Once we processed all the textual political information, we used Flask and Dialogflow to connect our backend and frontend together. Dialogflow contained the bulk of our conversational logic, and we handled variable state, contextual information and further data processing using our Data model in Flask. We connected our Wix Code website to our Flask backend as well.

Aggregated Classifiers

We took a simple majority vote out of all the different classifiers that we use. Because this is a binary classification problem and because we intentionally used an odd number of classifiers, there is no possibility of a tie. The input sentence is classified to contain an positive (or negative) opinion based upon whichever class secures the majority vote.

Challenges We Ran Into

Due to the inconsistency in formatting of various political forums, it was challenging to approach data mining by web scraping to collect large amount of historical electoral data. In addition, it was quite difficult to encode the looping and variable conversational flow logic we needed in Dialogflow, especially since we wanted to integrate Facebook Messenger’s quick replies.

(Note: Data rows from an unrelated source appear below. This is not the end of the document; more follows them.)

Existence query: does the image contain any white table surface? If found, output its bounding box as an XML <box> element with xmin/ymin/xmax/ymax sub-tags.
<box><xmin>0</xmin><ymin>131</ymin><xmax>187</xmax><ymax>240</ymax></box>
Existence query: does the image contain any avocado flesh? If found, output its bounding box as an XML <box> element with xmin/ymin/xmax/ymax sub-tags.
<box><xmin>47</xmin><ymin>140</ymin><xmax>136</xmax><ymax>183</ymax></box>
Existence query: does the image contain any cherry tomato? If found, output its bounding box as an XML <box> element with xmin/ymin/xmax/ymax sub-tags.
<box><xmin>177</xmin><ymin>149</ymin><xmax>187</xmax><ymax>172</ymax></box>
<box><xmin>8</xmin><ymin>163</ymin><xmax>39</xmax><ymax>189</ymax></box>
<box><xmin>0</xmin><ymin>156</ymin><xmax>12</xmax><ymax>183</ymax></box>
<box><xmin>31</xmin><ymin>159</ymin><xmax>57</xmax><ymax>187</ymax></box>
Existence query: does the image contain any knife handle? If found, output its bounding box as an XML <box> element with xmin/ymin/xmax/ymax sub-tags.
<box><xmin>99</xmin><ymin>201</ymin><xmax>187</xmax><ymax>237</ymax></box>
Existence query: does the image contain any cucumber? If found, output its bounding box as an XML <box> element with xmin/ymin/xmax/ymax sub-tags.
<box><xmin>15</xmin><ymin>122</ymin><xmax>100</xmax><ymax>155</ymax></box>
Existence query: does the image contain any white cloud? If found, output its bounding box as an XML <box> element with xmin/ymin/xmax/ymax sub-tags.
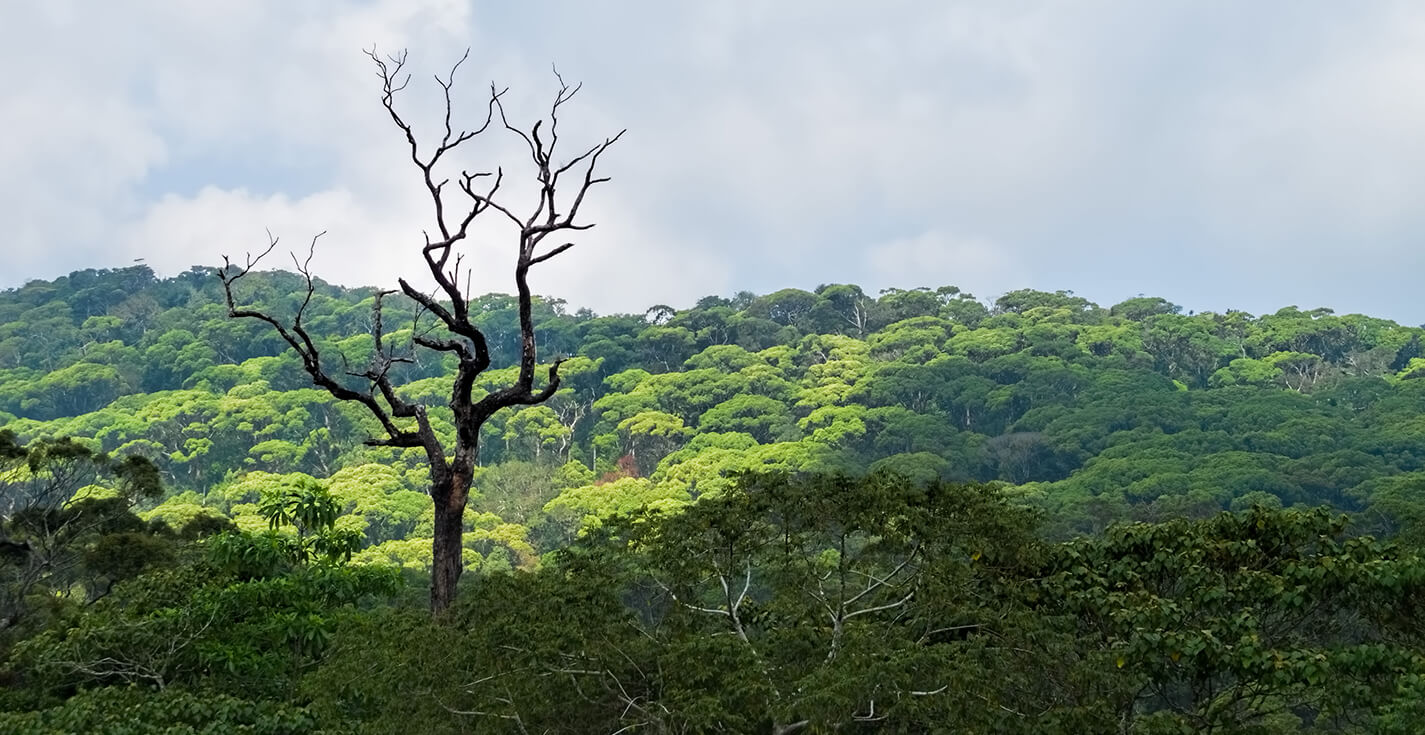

Accomplishments that We're proud of

With the technique of massive web scraping and crawling, we were able to manually extract more than 75,000 records of historical electoral data dated all the way back to the year of 2000 from scratch. We were able to train an ensemble classifier that label our datasets in terms of sentiment analysis with an accuracy of 75%.

What We've learned

Mainly, we practiced developing chatbot logic by working with Dialogflow conversational design platform. From our experience, although such agent is equipped with precise natural language processing (NLP) capability, we have identified such inferiority of the platform in terms of processing logic control flow, which we have decided to implement in the Python Flask back-end framework instead. Additionally, it was fascinating to witness the enormous machinery of politics working as an entity under the U.S. electoral system.

What's next for Polli

The next step for Polli would be to implement a more interactive dynamic design for the front-end development of the web application. In addition, we would want to expand the magnitude of our training dataset in terms of time serialization to perhaps more than 30 years back (1990s) to better understand the trend of the American electoral system and amplify the power of Polli to analyze opinions of various politicians.